Après 43 jours de paralysie administrative, la Securities and Exchange Commission (SEC) et la Commodity Futures Trading Commission (CFTC) reprennent enfin leurs opérations normales. Cette mise à l’arrêt historique, provoquée par l’absence de budget fédéral, a profondément affecté les capacités de supervision et de traitement de dossiers de ces deux piliers de la régulation financière américaine. Dans un écosystème crypto déjà sous pression réglementaire, le timing n’aurait pas pu être plus critique. Que s’est-il passé exactement pendant ces semaines d’inactivité ?
Un gel des opérations critiques pendant 43 jours
Dès le début du shutdown, les opérations de la SEC et de la CFTC ont été drastiquement réduites. Selon leurs plans d'urgence respectifs, les deux agences ont été contraintes de suspendre l’essentiel de leurs activités. Pour la CFTC, cela incluait notamment « la quasi-totalité de ses opérations, y compris l’application des règles, la surveillance du marché et l'élaboration réglementaire ». Du côté de la SEC, la situation n'était guère plus encourageante : l'examen des demandes de fonds négociés en bourse (ETF), y compris ceux liés aux cryptos, a été mis en pause.
Cette paralysie n’a pas empêché certains acteurs du marché de prendre les devants. Comme l’a expliqué Jay Dubow, avocat chez Troutman Pepper Locke : « Je suis sûr que certaines [entreprises] ont décidé de soumettre [leurs demandes] à la SEC, en sachant qu'elles ne seraient pas examinées immédiatement, mais au moins, elles sont dans la file d’attente. » En coulisses, les espoirs d’un redémarrage rapide ont encouragé des dépôts de dossiers de levées de fonds, IPO et ETF crypto, malgré l’absence temporaire de traitement.
Réorganisations internes et incertitudes réglementaires à venir
Au-delà de l’inertie opérationnelle, ce shutdown a mis en lumière un autre problème : l’instabilité au sommet des agences. Michael Selig, avocat principal de la task force crypto de la SEC et pressenti pour devenir président de la CFTC, doit encore passer devant le Sénat. En cas de confirmation, il succédera à Caroline Pham, mais même avec cette nomination, la CFTC resterait sous-dotée en gouvernance : « un seul commissaire confirmé sur les cinq habituels ».

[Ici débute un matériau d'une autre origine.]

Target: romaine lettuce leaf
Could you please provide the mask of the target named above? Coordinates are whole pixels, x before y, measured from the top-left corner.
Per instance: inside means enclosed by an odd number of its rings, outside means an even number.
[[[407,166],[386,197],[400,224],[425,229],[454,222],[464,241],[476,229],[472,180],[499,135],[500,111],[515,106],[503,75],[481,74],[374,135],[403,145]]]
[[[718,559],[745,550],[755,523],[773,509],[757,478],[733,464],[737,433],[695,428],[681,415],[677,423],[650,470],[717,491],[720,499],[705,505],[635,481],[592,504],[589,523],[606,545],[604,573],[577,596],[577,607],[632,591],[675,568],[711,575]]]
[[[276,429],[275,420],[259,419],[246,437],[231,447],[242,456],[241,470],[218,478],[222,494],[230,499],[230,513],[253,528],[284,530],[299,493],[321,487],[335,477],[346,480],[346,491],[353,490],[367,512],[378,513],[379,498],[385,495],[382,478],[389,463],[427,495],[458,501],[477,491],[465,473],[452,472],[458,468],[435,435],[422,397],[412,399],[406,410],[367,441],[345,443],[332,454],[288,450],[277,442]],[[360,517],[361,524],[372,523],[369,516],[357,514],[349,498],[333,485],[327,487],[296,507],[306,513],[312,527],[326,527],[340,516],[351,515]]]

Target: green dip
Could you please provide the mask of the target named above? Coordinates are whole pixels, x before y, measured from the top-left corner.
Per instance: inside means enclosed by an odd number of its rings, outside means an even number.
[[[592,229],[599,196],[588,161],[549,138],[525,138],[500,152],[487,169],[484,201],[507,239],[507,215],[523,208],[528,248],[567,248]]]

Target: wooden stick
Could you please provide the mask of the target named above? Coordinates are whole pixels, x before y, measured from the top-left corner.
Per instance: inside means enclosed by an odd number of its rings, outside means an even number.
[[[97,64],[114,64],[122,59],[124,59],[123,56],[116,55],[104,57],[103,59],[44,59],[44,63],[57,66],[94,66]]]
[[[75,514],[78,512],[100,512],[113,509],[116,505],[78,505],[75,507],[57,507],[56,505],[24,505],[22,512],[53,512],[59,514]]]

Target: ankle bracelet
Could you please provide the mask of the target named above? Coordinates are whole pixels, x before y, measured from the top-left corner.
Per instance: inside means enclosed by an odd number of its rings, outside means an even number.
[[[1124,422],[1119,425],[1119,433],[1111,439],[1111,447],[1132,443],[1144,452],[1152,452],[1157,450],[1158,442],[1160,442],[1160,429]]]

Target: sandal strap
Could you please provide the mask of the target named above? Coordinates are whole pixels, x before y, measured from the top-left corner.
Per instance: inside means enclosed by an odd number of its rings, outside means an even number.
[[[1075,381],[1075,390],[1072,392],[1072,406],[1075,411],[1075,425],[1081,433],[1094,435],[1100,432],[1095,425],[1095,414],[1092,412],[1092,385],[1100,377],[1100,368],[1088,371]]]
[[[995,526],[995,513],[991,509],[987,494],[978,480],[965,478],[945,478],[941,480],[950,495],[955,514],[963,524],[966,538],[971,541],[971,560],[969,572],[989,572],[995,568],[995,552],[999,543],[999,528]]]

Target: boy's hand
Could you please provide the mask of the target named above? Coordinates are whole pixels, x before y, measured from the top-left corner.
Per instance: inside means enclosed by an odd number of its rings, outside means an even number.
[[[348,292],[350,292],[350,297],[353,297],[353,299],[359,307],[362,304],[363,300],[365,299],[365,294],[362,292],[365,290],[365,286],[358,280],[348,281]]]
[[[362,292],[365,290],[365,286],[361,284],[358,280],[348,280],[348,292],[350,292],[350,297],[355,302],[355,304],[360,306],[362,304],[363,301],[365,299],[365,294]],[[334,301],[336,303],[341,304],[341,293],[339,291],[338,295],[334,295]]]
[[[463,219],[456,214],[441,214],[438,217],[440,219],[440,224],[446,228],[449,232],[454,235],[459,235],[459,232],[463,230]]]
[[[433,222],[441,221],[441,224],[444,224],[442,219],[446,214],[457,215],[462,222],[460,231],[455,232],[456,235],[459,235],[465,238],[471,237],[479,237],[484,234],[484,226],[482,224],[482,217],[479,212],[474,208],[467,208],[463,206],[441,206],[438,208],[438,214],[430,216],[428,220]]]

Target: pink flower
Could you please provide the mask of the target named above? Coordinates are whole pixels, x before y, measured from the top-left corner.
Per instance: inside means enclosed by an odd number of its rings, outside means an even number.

Ce vide institutionnel pourrait retarder d'autres décisions critiques, comme l’approbation de produits crypto à effet de levier, pourtant évoqués dès décembre. Le shutdown a aussi gelé des projets majeurs. Paul Atkins, président de la SEC, a indiqué dès le 7 octobre que l’agence envisageait de « mettre en place une taxonomie des tokens ancrée dans le test de Howey », avec pour objectif de reconnaître que « les contrats d’investissement peuvent prendre fin ». Des discussions suspendues, alors même qu'elles pourraient redéfinir l'encadrement légal des cryptos à moyen terme.
La réouverture de la SEC et de la CFTC marque un soulagement administratif, mais laisse en suspens de nombreuses interrogations. La paralysie a non seulement retardé les processus d’approbation, mais mis à nu les failles de gouvernance au sein des institutions clés. Pour l’industrie crypto, les semaines à venir seront cruciales : entre décisions en attente, potentielle réforme réglementaire et nouveau leadership, les cartes pourraient être rebattues.